Probably the only part of this code that I would seriously question is the regex:
-
Instead of matching zero or more times throughout (i.e. with '*'),
matching one or more times throughout (i.e. with '+') may be more appropriate.
-
Would '\w+' be a better choice than '\S+':
both exhibit the same behaviour with the sample data shown but the former might be more useful in finding bad data (in a real application).
-
The final '\s*' is questionable.
Is that something you really want to capture?
Also, note that leaving that out of the regex means that you don't need the chomp on the preceding line.
Your sample data could also have a little more description.
The code suggests that spaces are significant in some places and not in others:
-
Spaces between idN & nameN and nameN & catN are significant for the hash key.
Is this correct?
Should records starting with 'id1 name1' and 'id1 name1' use different hash keys?
-
Spaces between catN & catnameN and after catnameN are not significant for the output.

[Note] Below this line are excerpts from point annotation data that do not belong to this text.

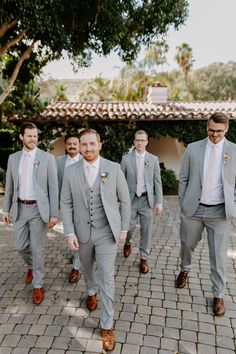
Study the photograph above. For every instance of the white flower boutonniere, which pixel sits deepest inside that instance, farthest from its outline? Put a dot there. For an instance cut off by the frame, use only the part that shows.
(36, 163)
(104, 176)
(226, 157)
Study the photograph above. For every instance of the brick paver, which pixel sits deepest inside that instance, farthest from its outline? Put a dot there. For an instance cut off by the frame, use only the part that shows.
(151, 315)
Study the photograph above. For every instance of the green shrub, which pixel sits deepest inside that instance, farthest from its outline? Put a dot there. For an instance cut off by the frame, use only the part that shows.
(169, 182)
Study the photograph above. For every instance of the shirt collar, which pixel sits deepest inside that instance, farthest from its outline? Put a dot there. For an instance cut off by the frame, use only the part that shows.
(75, 158)
(140, 155)
(95, 163)
(31, 153)
(218, 145)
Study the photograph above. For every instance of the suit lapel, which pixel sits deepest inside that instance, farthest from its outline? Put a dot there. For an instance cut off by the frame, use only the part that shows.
(80, 178)
(17, 165)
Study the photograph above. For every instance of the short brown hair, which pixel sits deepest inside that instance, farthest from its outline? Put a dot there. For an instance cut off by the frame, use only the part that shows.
(27, 125)
(219, 117)
(89, 131)
(72, 135)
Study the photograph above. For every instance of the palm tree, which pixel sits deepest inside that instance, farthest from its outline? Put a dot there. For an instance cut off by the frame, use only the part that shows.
(184, 59)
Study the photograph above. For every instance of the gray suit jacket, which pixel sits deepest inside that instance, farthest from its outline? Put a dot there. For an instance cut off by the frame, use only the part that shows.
(191, 177)
(114, 195)
(45, 184)
(152, 176)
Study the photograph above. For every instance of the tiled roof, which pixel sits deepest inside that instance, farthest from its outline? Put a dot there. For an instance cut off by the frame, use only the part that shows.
(130, 111)
(61, 111)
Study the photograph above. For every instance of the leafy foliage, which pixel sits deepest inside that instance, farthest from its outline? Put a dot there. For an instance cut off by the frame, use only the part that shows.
(52, 28)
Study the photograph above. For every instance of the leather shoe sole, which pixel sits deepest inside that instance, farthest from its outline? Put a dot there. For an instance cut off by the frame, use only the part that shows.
(109, 340)
(74, 276)
(127, 250)
(29, 276)
(38, 296)
(91, 302)
(143, 266)
(218, 306)
(182, 280)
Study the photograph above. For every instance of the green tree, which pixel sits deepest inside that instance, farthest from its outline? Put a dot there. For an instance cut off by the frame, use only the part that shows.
(95, 90)
(216, 81)
(184, 58)
(52, 28)
(155, 56)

Do you need to capture these?
[This is slightly off-topic for your specific questions; however, if you're parsing fixed-width data, consider using unpack (there's a tutorial for this: perlpacktut).]
Your two lines
my @val = split(" ",$val);
my $v = join (":", @val);
could be written as a single line not requiring the intermediary @val:
my $v = join ':', split ' ', $val;
If you're not already familiar with this, take a look at the split documentation to see the difference between the "split /PATTERN/"s ' ', / / and /\s+/.

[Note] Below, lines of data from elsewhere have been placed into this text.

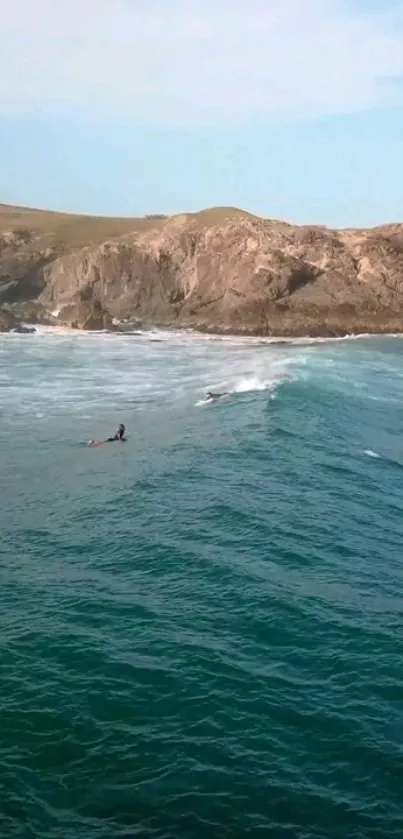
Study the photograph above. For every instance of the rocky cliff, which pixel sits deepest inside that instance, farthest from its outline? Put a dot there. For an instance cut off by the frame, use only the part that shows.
(218, 270)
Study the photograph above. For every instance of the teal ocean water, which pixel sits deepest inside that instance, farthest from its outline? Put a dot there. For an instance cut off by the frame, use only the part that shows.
(201, 629)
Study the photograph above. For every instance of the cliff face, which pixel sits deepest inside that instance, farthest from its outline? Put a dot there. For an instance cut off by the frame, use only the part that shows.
(218, 271)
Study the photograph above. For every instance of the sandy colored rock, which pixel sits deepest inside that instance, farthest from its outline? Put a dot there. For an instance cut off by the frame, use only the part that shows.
(87, 315)
(219, 270)
(7, 321)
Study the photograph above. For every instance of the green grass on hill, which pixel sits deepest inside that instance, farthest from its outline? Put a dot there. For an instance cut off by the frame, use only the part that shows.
(78, 230)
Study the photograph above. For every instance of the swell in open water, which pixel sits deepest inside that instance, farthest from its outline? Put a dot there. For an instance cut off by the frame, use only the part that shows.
(201, 630)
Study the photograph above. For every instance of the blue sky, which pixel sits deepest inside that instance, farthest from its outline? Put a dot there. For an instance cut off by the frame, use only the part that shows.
(289, 109)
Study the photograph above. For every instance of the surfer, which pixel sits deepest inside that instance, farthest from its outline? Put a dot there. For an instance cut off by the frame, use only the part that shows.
(212, 397)
(120, 435)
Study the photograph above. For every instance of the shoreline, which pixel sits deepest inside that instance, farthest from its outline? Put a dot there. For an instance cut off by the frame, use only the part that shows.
(158, 333)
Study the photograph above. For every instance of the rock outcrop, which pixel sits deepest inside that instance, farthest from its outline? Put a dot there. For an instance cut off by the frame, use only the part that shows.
(220, 270)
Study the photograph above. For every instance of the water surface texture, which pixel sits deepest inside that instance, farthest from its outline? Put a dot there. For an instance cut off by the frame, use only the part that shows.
(201, 629)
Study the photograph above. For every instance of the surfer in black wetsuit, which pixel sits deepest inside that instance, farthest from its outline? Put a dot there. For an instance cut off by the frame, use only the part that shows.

In the script below, I've modified the regex so that an explicit split isn't required and the join is performed as part of the assignment to $val.
This gets rid of both of those two lines as well as both of the @val and $v variables.
Your code
if (exists $hash{$key}) {
$hash{$key} .= $sep.$v;
}
else {
$hash{$key} = $v;
}
looks fine as it is.
It's easy to both read and maintain.
You can often replace this construct by using a ternary operator (aka "Conditional Operator"); however, I think the following looks clunky and is inferior to what you've already written (with respect to readability and maintainability):
$hash{$key} = exists $hash{$key} ? $hash{$key} . $sep . $v : $v;
or even
$hash{$key} = exists $hash{$key} ? "$hash{$key}$sep$v" : $v;
In the script below, I haven't needed that construct because I've allowed $hash{$key} to autovivify (with push @{$data{$key}}, $val;) and performed the concatenation as part of the final print.

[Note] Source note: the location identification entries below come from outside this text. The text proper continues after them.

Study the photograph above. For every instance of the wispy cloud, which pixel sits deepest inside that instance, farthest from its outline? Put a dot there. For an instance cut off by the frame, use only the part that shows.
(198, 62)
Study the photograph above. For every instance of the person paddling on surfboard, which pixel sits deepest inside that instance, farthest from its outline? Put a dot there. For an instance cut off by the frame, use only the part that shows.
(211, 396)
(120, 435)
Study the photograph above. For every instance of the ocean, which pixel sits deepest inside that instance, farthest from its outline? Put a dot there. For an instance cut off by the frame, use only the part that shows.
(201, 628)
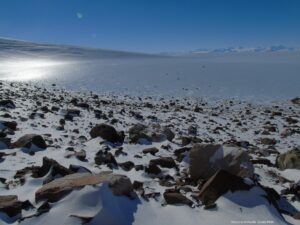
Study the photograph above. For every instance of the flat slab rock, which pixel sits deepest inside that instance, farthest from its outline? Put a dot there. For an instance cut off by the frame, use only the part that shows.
(10, 205)
(57, 189)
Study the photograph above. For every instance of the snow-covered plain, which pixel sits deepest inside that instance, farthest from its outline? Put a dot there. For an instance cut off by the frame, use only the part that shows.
(179, 83)
(247, 75)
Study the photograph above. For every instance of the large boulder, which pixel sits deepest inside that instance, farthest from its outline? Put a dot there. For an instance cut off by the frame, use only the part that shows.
(57, 189)
(153, 133)
(220, 183)
(5, 143)
(12, 125)
(166, 162)
(205, 160)
(174, 197)
(296, 101)
(49, 166)
(107, 132)
(28, 140)
(289, 160)
(7, 103)
(10, 205)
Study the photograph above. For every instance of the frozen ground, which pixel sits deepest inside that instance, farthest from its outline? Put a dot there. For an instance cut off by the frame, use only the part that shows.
(239, 98)
(216, 122)
(246, 75)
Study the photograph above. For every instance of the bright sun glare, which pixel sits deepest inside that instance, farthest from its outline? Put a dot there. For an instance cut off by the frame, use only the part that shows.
(27, 69)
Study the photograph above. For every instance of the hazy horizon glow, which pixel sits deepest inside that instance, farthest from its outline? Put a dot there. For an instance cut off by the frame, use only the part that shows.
(153, 26)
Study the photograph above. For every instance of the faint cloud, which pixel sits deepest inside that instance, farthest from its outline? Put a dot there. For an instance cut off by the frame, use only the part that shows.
(79, 15)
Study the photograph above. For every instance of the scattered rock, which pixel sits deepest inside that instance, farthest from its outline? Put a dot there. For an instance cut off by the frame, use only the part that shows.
(205, 160)
(28, 140)
(268, 141)
(10, 205)
(127, 166)
(81, 155)
(220, 183)
(107, 132)
(152, 151)
(289, 160)
(173, 198)
(7, 103)
(167, 162)
(296, 101)
(57, 189)
(105, 158)
(153, 169)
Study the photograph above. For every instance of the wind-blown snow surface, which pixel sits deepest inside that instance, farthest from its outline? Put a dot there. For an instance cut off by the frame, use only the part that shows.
(251, 75)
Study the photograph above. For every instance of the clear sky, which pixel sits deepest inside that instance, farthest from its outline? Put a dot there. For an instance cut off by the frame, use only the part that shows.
(153, 25)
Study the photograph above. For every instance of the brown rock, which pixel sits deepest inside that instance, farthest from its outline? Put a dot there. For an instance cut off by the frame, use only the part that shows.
(107, 132)
(205, 160)
(10, 205)
(173, 198)
(152, 151)
(28, 140)
(57, 189)
(219, 184)
(167, 162)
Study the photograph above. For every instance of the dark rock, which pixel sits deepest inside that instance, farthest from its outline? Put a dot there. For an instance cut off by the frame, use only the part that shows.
(57, 189)
(105, 158)
(268, 141)
(7, 103)
(219, 184)
(9, 124)
(152, 169)
(127, 166)
(205, 160)
(5, 143)
(262, 161)
(152, 151)
(44, 208)
(137, 185)
(166, 162)
(173, 198)
(27, 140)
(107, 132)
(10, 205)
(81, 155)
(296, 101)
(289, 160)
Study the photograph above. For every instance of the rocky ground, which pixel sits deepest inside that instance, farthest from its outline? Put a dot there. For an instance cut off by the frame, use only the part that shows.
(83, 158)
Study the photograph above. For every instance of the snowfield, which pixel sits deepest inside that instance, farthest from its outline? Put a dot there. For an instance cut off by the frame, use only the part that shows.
(115, 138)
(43, 111)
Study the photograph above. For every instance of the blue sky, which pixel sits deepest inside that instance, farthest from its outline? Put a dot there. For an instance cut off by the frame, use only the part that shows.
(153, 25)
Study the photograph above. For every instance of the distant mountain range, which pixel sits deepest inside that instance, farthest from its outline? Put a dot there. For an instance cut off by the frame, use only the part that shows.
(19, 48)
(274, 48)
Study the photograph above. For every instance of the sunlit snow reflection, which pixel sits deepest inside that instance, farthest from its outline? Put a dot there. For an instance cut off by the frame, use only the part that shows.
(29, 69)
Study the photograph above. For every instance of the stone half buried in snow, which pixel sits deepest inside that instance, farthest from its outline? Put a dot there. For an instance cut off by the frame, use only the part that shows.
(206, 160)
(154, 133)
(107, 132)
(10, 205)
(220, 183)
(7, 103)
(289, 160)
(57, 189)
(28, 140)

[Side Note: print takes a list.
There's no need to explicitly concatenate its arguments.
In the specific case of your code here, you could have written print $k.$hash{$k}."\n"; as just print "$k$hash{$k}\n";; although, that's probably less readable than print $k, $hash{$k}, "\n";.]
Here's the script I've referred to a couple of times above.
#!/usr/bin/env perl -l
use strict;
use warnings;
my %data;
my $re = qr{^(\w+\s+\w+)\s+(\w+)\s+(\w+)};
while (<DATA>) {
my ($key, $val) = map { $_->[0], join ':', @$_[1,2] } [/$re/];
push @{$data{$key}}, $val;
}
print "$_ ", join ', ', @{$data{$_}} for sort keys %data;
__DATA__
id1 name1 cat1 catname1
id1 name1 cat2 catname2
id2 name2 cat3 catname3
id3 name3 cat1 catname1
id3 name3 cat4 catname4
Output:
id1 name1 cat1:catname1, cat2:catname2
id2 name2 cat3:catname3
id3 name3 cat1:catname1, cat4:catname4
|